Выбрать главу

9 мая. День был насыщен до предела. В 8 часов утра — митинг у памятника Ленину. На 5 вечера назначен огромный митинг в честь праздника Победы в одном из парков Калькутты, в 8 вечера — торжественный прием в Парк-отеле, организованный генконсульством. А в 10 утра я наконец вошел, хотя и не без трудностей, в «заколдованные» двери дома на Джорасанко, 6 — музея Рабиндраната Тагора.

9 мая — день рождения Р. Тагора. В этот день тысячи людей, молодых и старых, приходят сюда и старый дом подвергается ужасному испытанию, после которого оправляется целый год. В этот день длинная очередь ожидающих тянется через двор и уходит куда-то в перспективу Читпур-роуд. Многие часы люди стоят под палящим солнцем, терпеливо, без брани и неудовольствия, чтобы попасть в заветный дом.

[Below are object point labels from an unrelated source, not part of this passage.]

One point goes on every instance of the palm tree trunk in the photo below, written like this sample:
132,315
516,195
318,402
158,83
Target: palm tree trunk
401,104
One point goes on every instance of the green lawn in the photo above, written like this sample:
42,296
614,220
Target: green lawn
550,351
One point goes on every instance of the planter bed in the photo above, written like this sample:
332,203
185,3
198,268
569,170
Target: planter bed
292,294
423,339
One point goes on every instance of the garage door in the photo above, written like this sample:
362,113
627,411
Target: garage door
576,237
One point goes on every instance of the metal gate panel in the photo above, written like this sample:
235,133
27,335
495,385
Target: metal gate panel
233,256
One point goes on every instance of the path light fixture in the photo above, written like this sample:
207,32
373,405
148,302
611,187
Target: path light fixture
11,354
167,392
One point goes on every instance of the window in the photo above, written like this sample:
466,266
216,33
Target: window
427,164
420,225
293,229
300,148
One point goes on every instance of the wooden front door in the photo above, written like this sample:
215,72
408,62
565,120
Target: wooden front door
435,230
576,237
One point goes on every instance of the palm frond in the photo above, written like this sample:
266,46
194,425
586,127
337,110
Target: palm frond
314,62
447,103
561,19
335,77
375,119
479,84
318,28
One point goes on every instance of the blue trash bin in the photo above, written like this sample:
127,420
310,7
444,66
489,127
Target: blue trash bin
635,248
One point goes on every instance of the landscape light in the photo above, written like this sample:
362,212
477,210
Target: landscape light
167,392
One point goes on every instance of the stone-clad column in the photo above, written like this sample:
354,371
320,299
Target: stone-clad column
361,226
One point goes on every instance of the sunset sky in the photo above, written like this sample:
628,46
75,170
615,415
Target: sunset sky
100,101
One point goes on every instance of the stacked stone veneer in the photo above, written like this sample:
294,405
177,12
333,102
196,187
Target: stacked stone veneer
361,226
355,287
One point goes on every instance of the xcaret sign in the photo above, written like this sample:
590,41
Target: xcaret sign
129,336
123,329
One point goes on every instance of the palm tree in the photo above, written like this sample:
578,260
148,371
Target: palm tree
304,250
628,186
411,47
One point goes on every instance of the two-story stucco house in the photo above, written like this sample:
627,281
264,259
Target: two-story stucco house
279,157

А день сегодня был ужасный, самый жаркий за последние 50 лет: +43 градуса — температура для Калькутты с ее вечной водяной и паровой «подушкой» несвойственная. Наша маленькая делегация, включавшая гостя из Москвы — вице-президента ОСИД[17], заместителя директора Института им. Склифосовского А. П. Кузьмичева, стояла во дворе недолго: минут через 40 нас пожалели и впустили внутрь, причем втиснулись мы с огромным трудом, потому что плотность толпы, которую мы преодолевали, сравнима была разве что с московским трамваем в часы пик.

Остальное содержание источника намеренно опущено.